Der Entwurf sieht zudem Änderungen bei der Marktüberwachung und im Vollzug vor. Dazu soll eine „Zentrale Stelle“, die als eine rechtsfähige Stiftung des bürgerlichen Rechts ausgestaltet werden soll, mit entsprechenden hoheitlichen Befugnissen beliehen werden. Zu deren Aufgaben gehören demnach „die Registrierung der Hersteller und Sachverständigen, die Überwachung der Branchenlösungen, die Entgegennahme und Prüfung der Mengenmeldungen der Hersteller ... und der Systeme, die Entgegennahme und Prüfung der Mengenstromnachweise der Systeme, die Berechnung der Marktanteile der Systeme sowie Einzelfallentscheidungen zu bestimmten Verpackungsarten“. Die Zentrale Stelle soll vor allem für die Marktüberwachung zuständig sein und damit die Landesvollzugsbehörden überwachen.
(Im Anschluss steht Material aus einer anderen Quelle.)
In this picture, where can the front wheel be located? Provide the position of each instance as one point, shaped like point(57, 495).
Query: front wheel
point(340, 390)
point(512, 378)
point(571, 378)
Stellungnahme des Bundesrates
Der Bundesrat kritisiert in seiner Stellungnahme unter anderem die Regelung zur Pfand- und Rücknahmepflichten für die Einwegverpackungen. Dies würde den „unbefriedigenden Status quo der Verpackungsverordnung im Wesentlichen fortschreiben“. Die Pfandpflicht soll sich nach Auffassung der Länderkammer nicht an „sachfremden Kriterien“ wie Größe oder Inhalt bemessen, sondern sich „an der Art des Materials der Verpackung“ orientieren.
In ihrer Gegenäußerung weist die Bundesregierung die Kritik zurück und lehnt entsprechende Änderungen ab. Die Kriterien seien nicht „sachfremd“, sondern orientierten sich unter anderem an der verfassungsrechtlich gebotenen Verhältnismäßigkeit. Auch die übrigen vom Bundesrat vorgeschlagenen Änderungen an dem Entwurf lehnt die Bundesregierung mit einer Ausnahme ab. (suk/scr/20.03.2017)
Liste der geladenen Sachverständigen
- Detlef Raphael, Deutscher Städtetag, Bundesvereinigung der kommunalen Spitzenverbände
- Kai Falk, Handelsverband Deutschland e.V. (HDE)
- Peter Kurth, Bundesverband der Deutschen Entsorgungs-, Wasser- und Rohstoffwirtschaft e.V. (BDE)
- Dr. Kay Ruge, Deutscher Landkreistag
- Herwart Wilms, Remondis Assets & Services GmbH & Co. KG
- Dr. Tanja Wielgoß, Berliner Stadtreinigung (BSR)
- Jürgen Resch, Deutsche Umwelthilfe e.V. (DUH)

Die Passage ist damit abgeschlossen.